Last night was sooo perfect. So perfect that I couldn't even stay awake long enough to blog about it once I came home. I'm pretty sure that the moment I flopped into bed, I was out cold. Apparently I even stayed that way because when I woke up, the bed looked like no one had even touched it. I was Out. Cold.
But I had every right to be. Lisa's graduation party last night was so fun and was a perfect way to kick off summer nights with friends. Everyone raved about how bomb her husbands steaks were, everyone shared memories that made perfect stories, and wine bottle after wine bottle was opened and emptied. I didn't actually get a chance to see how bomb her husbands steaks were seeing as how I don't eat animals. But it is very rare when the smell of cooking meat is actually appetizing to me, and damn if his cooking didn't turn me ravenous. But don't worry, I stuck with the chips and the potato salad :)
It was lovely.
And, I don't know, I've always had a soft spot for backyard barbeques, even if I never partook in the actual barbeque part. I don't really know why, but I am just so in love with backyards. They're magical. Every backyard I've ever been to, no matter how large or small, has the same cozy home feel to it. And they all have that same dewey, wet grass smell which I realized last night, I am in love with.
Speaking of love, there are a couple of other love related things that I need to mention:
First of all, I don't know if it's the spring/summer/weather/ whatever, but it feels like everyday I'm falling head over heels for my guy all over again, and it's wonderful. We've been together for about a year now, so we've become pretty, really, extremely comfortable with each other. The winter wore us into one another, and we've reached that "knowing what the other is thinking exactly" stage of a relationship, which is really freaking useful. But lately, every time I think about him or see him, I turn into that giddy, excited girl that I was back when we first started dating. And I don't know, but I think this combination is pretty awesome. That comfortable sort of love that couples of fifty years share mixed with that new passionate sort of love that everyone experiences. I love it, and I hope it stays this way forever.
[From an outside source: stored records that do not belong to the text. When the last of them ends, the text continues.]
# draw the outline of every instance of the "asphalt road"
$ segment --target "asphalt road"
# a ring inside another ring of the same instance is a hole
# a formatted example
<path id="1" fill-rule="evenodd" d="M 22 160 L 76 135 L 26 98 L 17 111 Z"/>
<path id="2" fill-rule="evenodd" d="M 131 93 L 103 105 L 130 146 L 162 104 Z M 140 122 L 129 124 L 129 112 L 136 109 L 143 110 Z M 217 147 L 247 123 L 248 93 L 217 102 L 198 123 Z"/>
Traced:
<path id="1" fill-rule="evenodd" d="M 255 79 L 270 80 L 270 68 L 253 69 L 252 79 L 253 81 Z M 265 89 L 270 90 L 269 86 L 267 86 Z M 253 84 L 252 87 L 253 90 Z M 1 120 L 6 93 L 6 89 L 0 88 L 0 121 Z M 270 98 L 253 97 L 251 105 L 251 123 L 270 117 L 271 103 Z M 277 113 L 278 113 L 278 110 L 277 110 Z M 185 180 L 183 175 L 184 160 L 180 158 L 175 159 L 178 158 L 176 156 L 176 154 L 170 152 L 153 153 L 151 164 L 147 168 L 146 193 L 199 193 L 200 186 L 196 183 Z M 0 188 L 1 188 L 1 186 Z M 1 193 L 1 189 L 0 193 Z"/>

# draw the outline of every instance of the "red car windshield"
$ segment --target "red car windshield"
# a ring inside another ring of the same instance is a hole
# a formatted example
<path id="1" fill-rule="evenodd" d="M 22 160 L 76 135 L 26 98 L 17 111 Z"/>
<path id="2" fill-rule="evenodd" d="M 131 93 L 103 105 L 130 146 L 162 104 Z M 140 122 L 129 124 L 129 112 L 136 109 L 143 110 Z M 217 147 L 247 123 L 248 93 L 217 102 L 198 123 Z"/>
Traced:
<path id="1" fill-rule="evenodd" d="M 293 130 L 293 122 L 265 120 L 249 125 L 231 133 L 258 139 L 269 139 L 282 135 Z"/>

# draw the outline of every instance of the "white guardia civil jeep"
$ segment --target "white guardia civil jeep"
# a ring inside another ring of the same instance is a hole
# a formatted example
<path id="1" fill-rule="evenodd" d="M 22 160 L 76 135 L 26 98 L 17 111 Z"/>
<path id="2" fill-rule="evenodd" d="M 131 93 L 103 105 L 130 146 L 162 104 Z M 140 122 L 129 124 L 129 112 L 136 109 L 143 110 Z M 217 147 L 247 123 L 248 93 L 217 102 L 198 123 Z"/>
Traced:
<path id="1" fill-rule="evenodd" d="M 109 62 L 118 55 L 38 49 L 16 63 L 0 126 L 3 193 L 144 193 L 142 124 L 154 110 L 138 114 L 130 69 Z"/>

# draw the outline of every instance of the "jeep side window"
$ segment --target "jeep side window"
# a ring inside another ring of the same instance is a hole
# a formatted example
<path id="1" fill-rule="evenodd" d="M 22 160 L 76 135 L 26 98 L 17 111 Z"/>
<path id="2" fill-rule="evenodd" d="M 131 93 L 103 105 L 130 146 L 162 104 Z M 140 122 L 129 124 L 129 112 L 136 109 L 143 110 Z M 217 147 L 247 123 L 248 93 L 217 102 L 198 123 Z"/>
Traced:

Also, I think I'm starting to really like wine. And not in the way that high schoolers drink wine in a box and say that they like wine. But a true appreciation for it. I mean, I used to work with it a lot at good old Bella Napoli, but I never cared much for drinking it. But now, I'm finding myself craving a good malbec with my larger meals, and last night, damn if I didn't put away like six or seven glasses of cabernet. But I couldn't stop, the flavor fit the mood of the party so perfectly, I just couldn't bring myself to turn down any glass that was offered. Although, I have to say, I now remember why I stopped drinking in the first place. The morning after sucks. I didn't even get drunk and I feel like every cell in my body is screaming for water. Jeez.
But as I was saying, last night was b-e-a-utiful. And it makes me super excited for alllll for the summer nights that we having coming to meet us.